It was then I thought I should make good on my promise to Haley. With less than forty-eight hours until Mom and Dad dropped me off at Aunt Ky's, and be gone for a full week, I had the perfect chance to do away with the snoopy dog and afford it no means of retaliation by my absence. It was a plan borne of opportunity rather than prudence, but it was what I had.
I waited until I knew Mom and Dad were watching TV, walking first into the bathroom, flushing the toilet and pretending to wash my hands. I then walked quickly to my parent's bedroom door while the toilet water was still running, hoping it would mask the creaks and groans from the floor. I slipped quietly inside and headed for the dresser, mindful of my feet. From the edge of the bed I could see the top of the dresser where Dad put his wallet and car keys.
But no snoopy dog.
IT KNOWS was all I could think. But really, why wouldn't it? It was at least one step ahead of me from the get go and all I'd managed to do was fall into every trap it set for me. My mind reeled, and I backed into Mom's bureau, causing all of her bottles of perfume and nail polish and makeup to clink against one another. Something fell on the floor with a CLACK.
I turned to see what it was and found the snoopy dog sitting on the edge of the bureau, smiling at me. My bladder pinched and a broke out in a sweat. Then I took a step forward and, closing my eyes, I raised my hand to take it.
I felt like a dumbass. I suppose in my half-baked way at going about securing the snoopy dog, I was. Mom was less than pleased to find me in her bedroom, especially with all the trouble I'd been causing earlier in the week. Convinced I was still lying about Haley, her patience was already thin and she sent me to my room, slamming my door shut. At least she didn’t hit me.
I spent the rest of the weekend staying out of everyone’s way. Mom and Dad packed their things, argued a lot, but before I knew it, it was Sunday. We loaded up the car; Mom and Dad’s suitcases and overnight bags went in the trunk while my stuff went in the back seat with me. I was hoping we’d stop for burgers before they left me with Aunt Ky, but no such luck. The car pulled into her gravel driveway, the Olds parked off to the side, and I watched as five toy poodles popped their heads in the front bay window, one by one, in quick succession. Aunt Ky loved her dogs, likely more than people, and treated them as such. Mom told me on more than one occasion I was spoiled rotten, but compared to Ky’s poodles, I was an amateur.
When I said Aunt Ky was the cool aunt, what I meant was she was pretty much the polar opposite of Mom. She smoked, drank, wore frayed cutoff shorts well into September, and rode motorcycles when the mood struck. She was, in mom’s opinion, a bad influence, but not so bad I couldn’t spend a week with her while they were with my sister. Aunt Ky liked me because I was enough like Mom when she told me what to do, it was almost like ordering around her older sister, and I misbehaved enough she had plenty of opportunity.

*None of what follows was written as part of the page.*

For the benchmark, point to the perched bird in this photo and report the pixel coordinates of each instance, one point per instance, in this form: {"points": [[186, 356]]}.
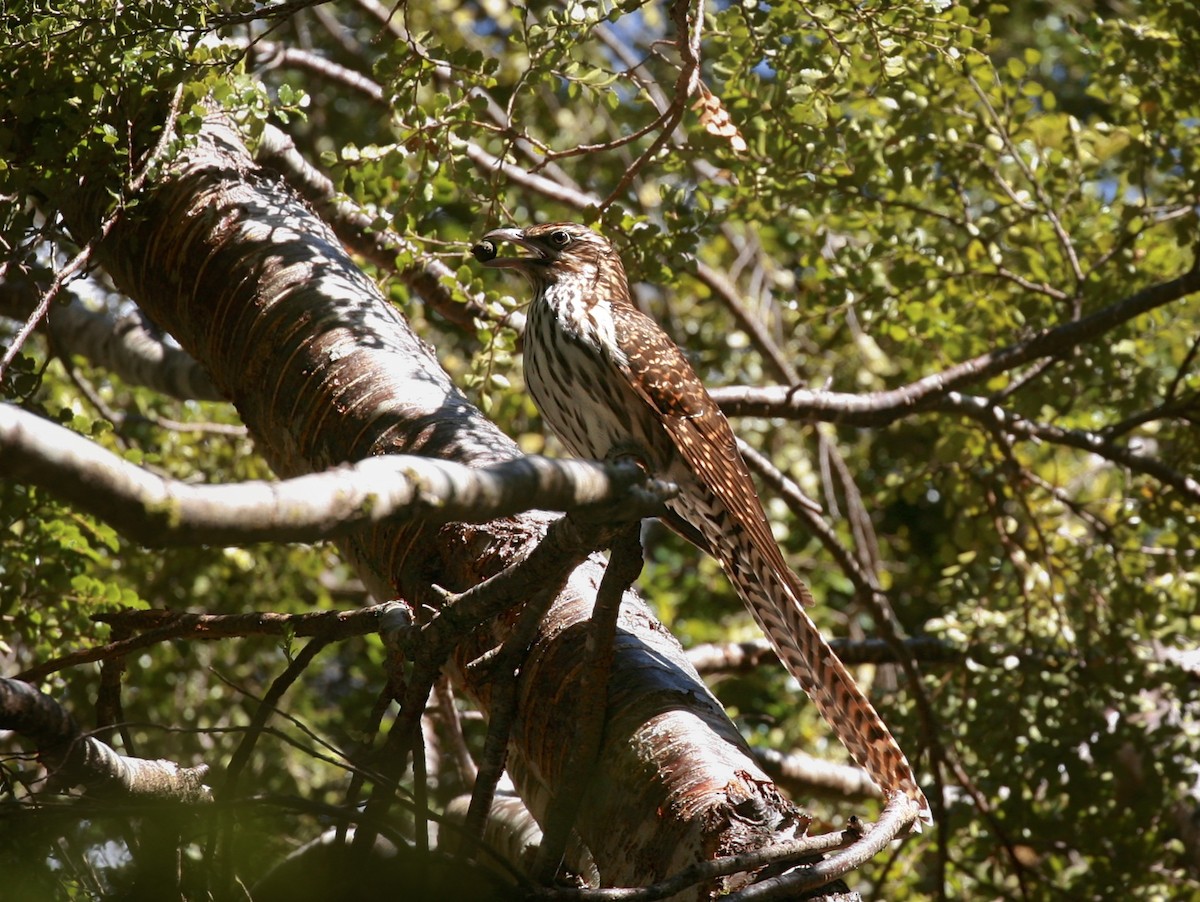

She lived in a squat ranch with an attached two car garage on the edge of town, just off the main highway. Her furnishings were straight out of the early nineteen-seventies, but half of the basement was finished, thanks to Uncle Trent, with a small bar on one end, and a man cave, replete with a lacquered tree stump coffee table and huge, fuzzy chairs in front of the TV, on the other. For as long as I could remember, the only source of light down there came from the television. Initially, I was scared, being a big, dark place I didn’t know. But several football games full of beer nuts, pork rinds and endless streams of pop later, it was one of my favorite places to be.
Aunt Ky opened the door inside the garage and I could hear barking from within. She walked out onto the bare concrete wearing faded Jordache jeans and a Dukes of Hazzard babydoll tee. Her feet were bare. She had a fringed brown leather necessaire with Native American beadwork where she kept her cigarettes and I noticed her hair was wet like she just got out of the shower. Then her poodles scrabbled out the door and surrounded her like bodyguards, barking and yapping. Dad let out a groan of resignation and Mom shot him a look. I could tell Mom's hackles were up and that it was best to just keep my mouth shut.
"Are we too early?"
"Naw. Just getting a few things straightened up."
"Good. We would have called, but we were already running late."
"I know how it is."
Aunt Ky lifted her chin, eyes sliding toward me, and gave me a wink.
"Go on and put your stuff in the spare, Bud. Don't mind the dogs-- they won't bite you."
I grinned and, armed with my backpack and sleeping bag, ambled into the house with three of the dogs bouncing around me, sniffing and yipping. Ky's house smelled weird to me; like stale cigarettes and dog fur and too long baked potatoes. I noticed a large basket on the floor next to the stove full of them, with a bright pink dog ball in the center, and I wondered briefly what dog spit would taste like. I could hear Mom talking to Ky outside over the barking.
"--ot a problem, Kath."
"Just looked like you had other things going on."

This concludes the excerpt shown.